La lógica de esa argumentación era indiscutible, y Sarah y Ludmilla de Czerny subieron al carruaje por una escalerilla que el cochero había desplegado para ellas. El interior oscuro del vehículo estaba equipado con unos asientos cómodos forrados de terciopelo, en los que se sentaron las damas y Hingis, quien, siguiendo las normas de la cortesía, ocupó el banco que quedaba de espaldas al sentido de la marcha. Al cabo de un momento, el carruaje se puso en movimiento. Acompañado por el golpeteo de los cascos de los caballos, descendió hacia el río por la calle empinada, pasando por delante de mansiones y palacios.
– Y bien, señor Hingis -preguntó la condesa-, ¿han tenido éxito sus esfuerzos?
– Desgraciadamente no -contestó el suizo-. El herrero al que he consultado no ha logrado abrir el codicubus, y tampoco el cerrajero ni el escapista del teatro de variedades.
– Era de esperar -se limitó a decir Sarah, a quien aquello no la sorprendió demasiado.
– Al menos había que intentarlo -dijo Hingis defendiendo las infructuosas molestias que se había tomado-. La información que se oculta en el cubo podría hacernos avanzar un buen trecho.
– Tal vez sí -admitió Sarah-, tal vez no. Probablemente solo se trata de otra maniobra de engaño.
– O de otro indicio en la búsqueda de una medicina para Kamal -objetó Hingis.
– ¿Puedo ofrecerles mi ayuda? -preguntó la condesa educadamente-. Mi esposo tenía relaciones excelentes con muchos eruditos. Seguro que alguno de ellos…

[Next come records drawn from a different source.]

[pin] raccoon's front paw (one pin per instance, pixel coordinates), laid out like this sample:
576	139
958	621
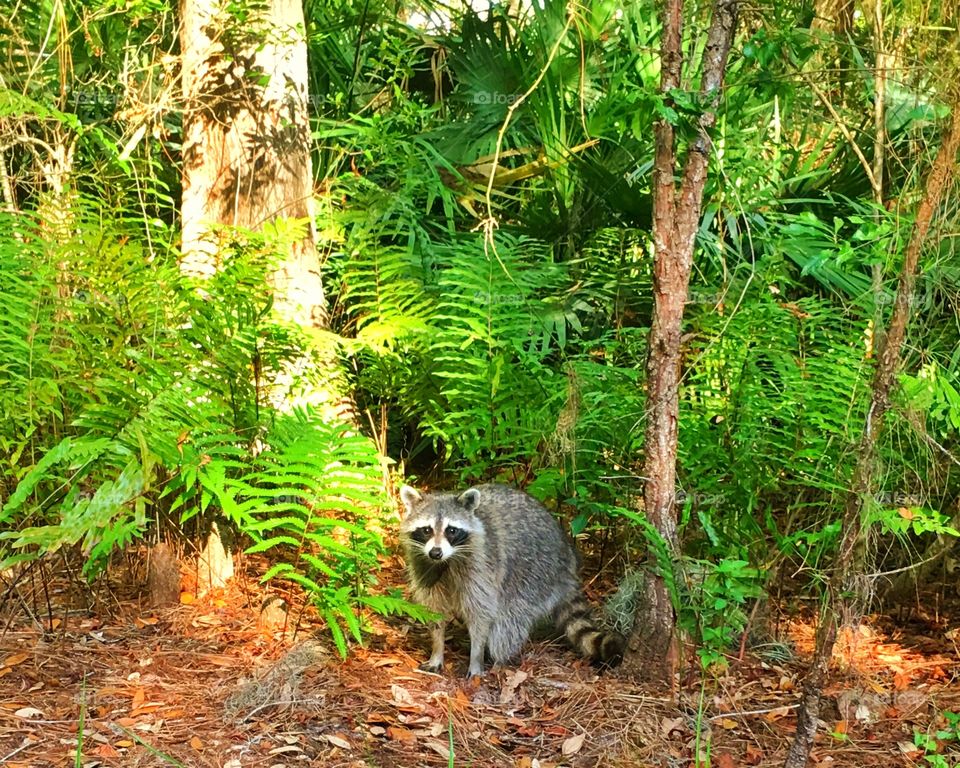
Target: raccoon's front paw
474	672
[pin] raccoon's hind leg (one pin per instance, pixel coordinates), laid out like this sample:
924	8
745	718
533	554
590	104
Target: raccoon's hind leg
506	639
435	662
479	635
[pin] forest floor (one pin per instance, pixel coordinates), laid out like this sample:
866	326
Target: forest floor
213	682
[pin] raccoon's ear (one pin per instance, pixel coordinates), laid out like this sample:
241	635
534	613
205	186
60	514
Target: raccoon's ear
469	500
410	497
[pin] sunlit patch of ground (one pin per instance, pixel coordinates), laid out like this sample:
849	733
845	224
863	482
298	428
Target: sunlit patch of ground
206	684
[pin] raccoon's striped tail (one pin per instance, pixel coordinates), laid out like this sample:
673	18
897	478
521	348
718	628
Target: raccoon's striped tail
575	619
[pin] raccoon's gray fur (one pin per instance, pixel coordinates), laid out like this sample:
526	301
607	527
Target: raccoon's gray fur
495	558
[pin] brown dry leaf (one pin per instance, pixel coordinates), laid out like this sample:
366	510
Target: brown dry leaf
401	696
723	760
572	745
667	725
776	714
439	747
106	750
902	680
404	735
15	658
338	741
510	685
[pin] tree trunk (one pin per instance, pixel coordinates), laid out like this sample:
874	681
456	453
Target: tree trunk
847	579
676	218
246	140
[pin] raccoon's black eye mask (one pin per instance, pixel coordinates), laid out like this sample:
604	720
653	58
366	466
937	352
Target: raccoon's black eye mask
422	534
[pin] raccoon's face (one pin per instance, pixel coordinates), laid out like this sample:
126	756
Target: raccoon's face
439	527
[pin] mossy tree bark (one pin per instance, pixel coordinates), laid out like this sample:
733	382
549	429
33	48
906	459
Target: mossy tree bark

– Es usted muy amable, condesa -rehusó Sarah-, pero nadie puede ayudarnos en este caso.
– ¿Por qué no?
– Porque en todo el mundo solo hay un sitio donde puede abrirse ese recipiente: en una estela funeraria prevista para ello que se encuentra en una pequeña isla del Mediterráneo.
– ¿Está usted segura?
– Absolutamente -confirmó Sarah.
– Comprendo -replicó la condesa, que parecía cavilar algo-. Si me dejara ver el artefacto, tal vez…
– No -dijo Sarah con determinación y con mayor dureza de lo que pretendía-. Disculpe, condesa -añadió al ver la expresión de desconcierto que se dibujó en el semblante de su anfitriona-, nada más lejos de mi intención que desconfiar de usted. Pero poseer un codicubus no es un privilegio, sino una carga. Algunas personas fueron asesinadas cruelmente por su culpa, otras han quedado destrozadas. Cuanto menos sepa de él, mejor para usted, créame.